Em outubro de 2021, representantes de 500 BPDs se reuniram na segunda Cúpula de Finanças em Comum para “fortalecer o compromisso [dos bancos] com a recuperação pós-pandemia, o desenvolvimento sustentável e a agricultura”. Apesar dos bancos divulgarem seu foco em inclusão e sustentabilidade, povos indígenas, agricultores, pescadores, pastores, mulheres e outros membros das comunidades locais – que são os verdadeiros especialistas nessas questões – foram amplamente excluídos do evento.
Após outro fórum internacional de alto nível no ano passado, a Cúpula dos Sistemas Alimentares da ONU, centenas de organizações da sociedade civil, grupos de base, acadêmicos e especialistas da ONU criticaram a reunião por permitir que grandes nomes do agronegócio e corporações estabelecessem a agenda. Michael Fakhri, relator especial da ONU para o direito à alimentação, tuitou que a cúpula “deu as costas para aqueles mais impactados por sistemas alimentares falidos”. A cúpula, que incluiu o setor privado, representado pelo Conselho Empresarial Mundial para o Desenvolvimento Sustentável, cujos membros incluem Nestlé, Bayer e Tyson Foods, não tratou de problemas urgentes como o uso excessivo de pesticidas, concentração de terras ou abusos ambientais e trabalhistas por parte das empresas..
Precisamos de soberania alimentar
Soluções sustentáveis para a crise alimentar já existem, mas precisam de mais apoio. De acordo com um relatório do Grupo de Ação sobre Erosão, Tecnologia e Concentração (ETC), "Quem nos alimentará?", pequenos produtores fornecem alimentos para 70% do mundo, enquanto usam apenas 25% dos recursos.
Em vez de exacerbar a crise alimentar atendendo aos interesses das corporações do agronegócio, governos e bancos públicos de desenvolvimento deveriam apoiar projetos baseados no modelo agroecológico. De acordo com uma rede de grupos de base que se mobilizaram em torno da Cúpula dos Sistemas Alimentares, a agroecologia “incentiva a diversidade – de culturas, pessoas, métodos agrícolas e conhecimentos – para permitir sistemas alimentares adaptados localmente que respondam às condições ambientais e às necessidades da comunidade”. Isso inclui práticas como permacultura, agrofloresta, agricultura orgânica e agricultura biodinâmica.
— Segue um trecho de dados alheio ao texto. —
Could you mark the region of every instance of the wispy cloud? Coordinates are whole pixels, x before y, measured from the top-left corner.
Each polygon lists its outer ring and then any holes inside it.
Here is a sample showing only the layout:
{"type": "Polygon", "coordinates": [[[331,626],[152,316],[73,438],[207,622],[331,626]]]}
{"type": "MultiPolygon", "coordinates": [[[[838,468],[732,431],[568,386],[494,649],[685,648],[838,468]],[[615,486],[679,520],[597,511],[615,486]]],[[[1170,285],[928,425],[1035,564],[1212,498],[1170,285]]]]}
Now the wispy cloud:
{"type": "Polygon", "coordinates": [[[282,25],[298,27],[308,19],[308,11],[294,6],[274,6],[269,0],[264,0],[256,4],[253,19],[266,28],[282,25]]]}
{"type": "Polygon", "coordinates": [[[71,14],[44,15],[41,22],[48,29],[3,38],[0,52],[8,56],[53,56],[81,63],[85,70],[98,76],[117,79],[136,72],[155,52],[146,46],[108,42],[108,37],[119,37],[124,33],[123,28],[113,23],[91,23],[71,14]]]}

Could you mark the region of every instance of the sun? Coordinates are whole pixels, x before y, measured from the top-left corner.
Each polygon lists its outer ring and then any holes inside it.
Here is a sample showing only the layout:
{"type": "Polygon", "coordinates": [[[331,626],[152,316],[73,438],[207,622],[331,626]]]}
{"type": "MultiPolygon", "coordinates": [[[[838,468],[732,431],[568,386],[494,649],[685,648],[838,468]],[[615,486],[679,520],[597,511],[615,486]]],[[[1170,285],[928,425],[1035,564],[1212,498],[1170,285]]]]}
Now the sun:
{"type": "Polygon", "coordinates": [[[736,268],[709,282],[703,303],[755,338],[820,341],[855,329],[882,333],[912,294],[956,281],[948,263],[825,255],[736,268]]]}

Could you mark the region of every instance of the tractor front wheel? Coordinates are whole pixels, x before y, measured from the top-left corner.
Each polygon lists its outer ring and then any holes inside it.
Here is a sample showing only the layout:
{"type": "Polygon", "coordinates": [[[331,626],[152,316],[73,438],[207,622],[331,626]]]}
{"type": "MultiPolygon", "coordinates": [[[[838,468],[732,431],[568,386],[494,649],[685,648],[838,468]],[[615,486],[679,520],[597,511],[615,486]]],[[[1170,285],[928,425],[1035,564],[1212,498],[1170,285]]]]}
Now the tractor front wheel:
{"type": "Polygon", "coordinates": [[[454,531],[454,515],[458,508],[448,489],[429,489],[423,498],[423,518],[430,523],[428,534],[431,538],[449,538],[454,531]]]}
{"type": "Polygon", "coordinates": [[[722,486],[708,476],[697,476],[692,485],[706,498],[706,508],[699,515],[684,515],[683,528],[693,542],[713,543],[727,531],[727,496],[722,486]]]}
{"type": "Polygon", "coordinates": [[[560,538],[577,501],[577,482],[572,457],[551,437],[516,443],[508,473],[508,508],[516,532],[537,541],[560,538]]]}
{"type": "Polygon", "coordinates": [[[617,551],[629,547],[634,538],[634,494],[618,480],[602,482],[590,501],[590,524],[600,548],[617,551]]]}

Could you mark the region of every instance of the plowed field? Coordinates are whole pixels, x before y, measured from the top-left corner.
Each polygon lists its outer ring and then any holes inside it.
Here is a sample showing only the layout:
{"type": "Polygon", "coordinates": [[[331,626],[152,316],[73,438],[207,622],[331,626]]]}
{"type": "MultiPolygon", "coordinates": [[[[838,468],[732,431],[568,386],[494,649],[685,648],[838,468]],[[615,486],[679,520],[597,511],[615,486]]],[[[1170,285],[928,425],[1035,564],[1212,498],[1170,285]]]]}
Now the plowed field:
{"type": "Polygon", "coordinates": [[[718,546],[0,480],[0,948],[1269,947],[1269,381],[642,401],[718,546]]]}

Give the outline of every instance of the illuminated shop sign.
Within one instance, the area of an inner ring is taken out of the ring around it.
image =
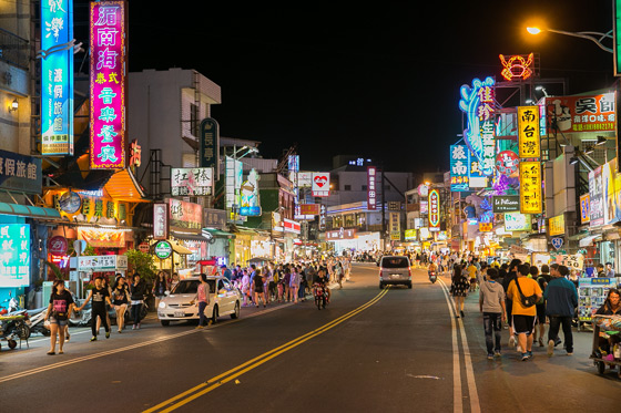
[[[459,109],[468,118],[468,128],[464,131],[464,138],[485,176],[493,174],[496,162],[495,84],[492,78],[487,78],[482,82],[475,79],[472,86],[465,84],[460,89]]]
[[[539,106],[518,107],[518,146],[521,158],[538,158],[541,156]]]
[[[125,2],[91,2],[91,169],[125,167]]]
[[[0,287],[30,285],[30,225],[0,225]]]
[[[41,1],[41,154],[73,155],[73,0]]]

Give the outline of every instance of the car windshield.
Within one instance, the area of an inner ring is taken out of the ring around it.
[[[198,285],[200,283],[201,283],[201,281],[198,281],[198,280],[181,280],[176,285],[176,287],[172,290],[171,293],[173,293],[173,295],[196,293],[196,291],[198,290]],[[214,280],[207,280],[207,283],[210,285],[210,292],[213,293],[215,291],[215,281]]]
[[[384,268],[407,268],[408,259],[406,257],[384,257],[381,259],[381,267]]]

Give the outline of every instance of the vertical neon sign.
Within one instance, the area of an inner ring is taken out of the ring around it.
[[[482,82],[475,79],[472,86],[465,84],[460,89],[459,109],[468,117],[468,128],[464,131],[464,140],[479,162],[479,169],[486,176],[493,174],[496,163],[495,84],[493,78],[487,78]]]
[[[41,154],[73,155],[73,0],[41,1]]]
[[[125,2],[91,2],[91,169],[125,167]]]

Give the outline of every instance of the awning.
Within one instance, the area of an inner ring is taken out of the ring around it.
[[[173,251],[175,251],[176,254],[181,254],[185,256],[194,254],[190,249],[185,248],[181,244],[173,241],[172,239],[170,239],[169,242],[171,242],[171,247],[173,247]]]
[[[112,175],[103,188],[114,200],[124,200],[126,203],[150,202],[144,199],[144,192],[130,169],[119,171]]]
[[[594,241],[600,241],[600,240],[601,240],[601,234],[590,235],[588,237],[582,238],[579,245],[580,247],[589,247]]]
[[[60,219],[60,213],[54,208],[43,208],[20,204],[0,203],[0,215],[1,214],[39,219]]]

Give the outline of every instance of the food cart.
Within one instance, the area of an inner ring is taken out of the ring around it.
[[[600,347],[602,340],[608,341],[608,351]],[[621,379],[621,316],[593,316],[593,351],[590,359],[600,374],[605,372],[608,365],[611,370],[617,369],[617,375]]]

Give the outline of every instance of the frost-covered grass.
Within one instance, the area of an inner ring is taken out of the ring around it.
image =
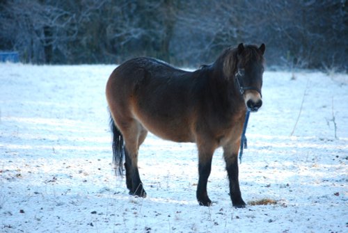
[[[104,86],[114,68],[0,64],[0,232],[347,232],[347,75],[265,72],[239,209],[221,150],[208,183],[215,203],[200,207],[195,145],[151,134],[139,153],[148,198],[127,194],[111,164]]]

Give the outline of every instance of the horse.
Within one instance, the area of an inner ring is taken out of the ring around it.
[[[255,112],[262,104],[265,49],[264,44],[241,43],[193,72],[148,57],[130,59],[112,72],[106,95],[113,161],[116,173],[125,170],[129,194],[146,197],[138,170],[138,152],[150,131],[164,140],[196,144],[196,198],[203,206],[212,203],[207,182],[214,152],[221,147],[232,206],[245,207],[237,154],[246,111]]]

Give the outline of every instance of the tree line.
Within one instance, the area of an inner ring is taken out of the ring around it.
[[[24,63],[119,63],[148,56],[214,61],[239,42],[269,66],[348,67],[346,0],[1,0],[0,50]]]

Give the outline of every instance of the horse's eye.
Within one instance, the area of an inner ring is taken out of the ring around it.
[[[245,74],[245,70],[244,69],[238,69],[238,74],[239,76],[244,76],[244,74]]]

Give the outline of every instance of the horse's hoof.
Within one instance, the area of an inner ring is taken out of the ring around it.
[[[232,203],[232,205],[233,205],[233,207],[235,207],[236,208],[245,208],[245,206],[246,205],[246,204],[245,204],[245,202],[242,200],[240,202]]]
[[[199,205],[203,206],[203,207],[210,207],[212,204],[212,202],[210,200],[210,199],[205,200],[198,200],[198,203]]]
[[[136,190],[134,192],[129,191],[129,195],[138,197],[138,198],[146,198],[146,192],[143,188],[140,190]]]

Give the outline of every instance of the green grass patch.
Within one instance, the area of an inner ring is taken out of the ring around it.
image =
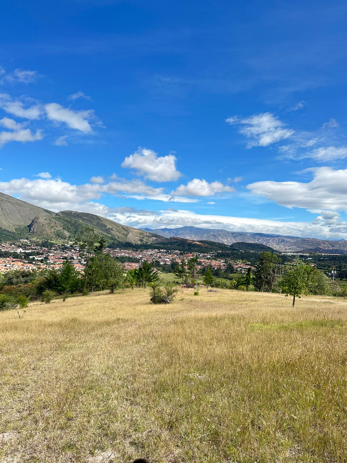
[[[341,328],[344,324],[335,320],[303,320],[289,323],[251,323],[248,327],[260,331],[266,330],[304,330],[317,328]]]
Agricultores em toda a Ásia, muitos dos quais estão sofrendo alguns dos piores impactos das mudanças climáticas, oferecem um modelo para métodos agroecológicos que minimizam as emissões de gases de efeito estufa e são mais resistentes a desastres climáticos. Esses métodos incluem o uso de sementes tradicionais e mais resistentes, biofertilizantes e biopesticidas menos poluentes, sistemas de irrigação mais eficientes, fontes de energia mais limpas e evitar plantações de monoculturas.
Não podemos mais nos dar ao luxo de despejar bilhões em dinheiro público em projetos que exacerbam a dívida, as desigualdades, a pobreza e as mudanças climáticas. Aqueles que têm o poder e os recursos para moldar os sistemas alimentares e enfrentar as crises alimentares devem ouvir e aprender com as comunidades locais e os produtores de alimentos de pequena escala que têm as soluções para alimentar o mundo de forma sustentável.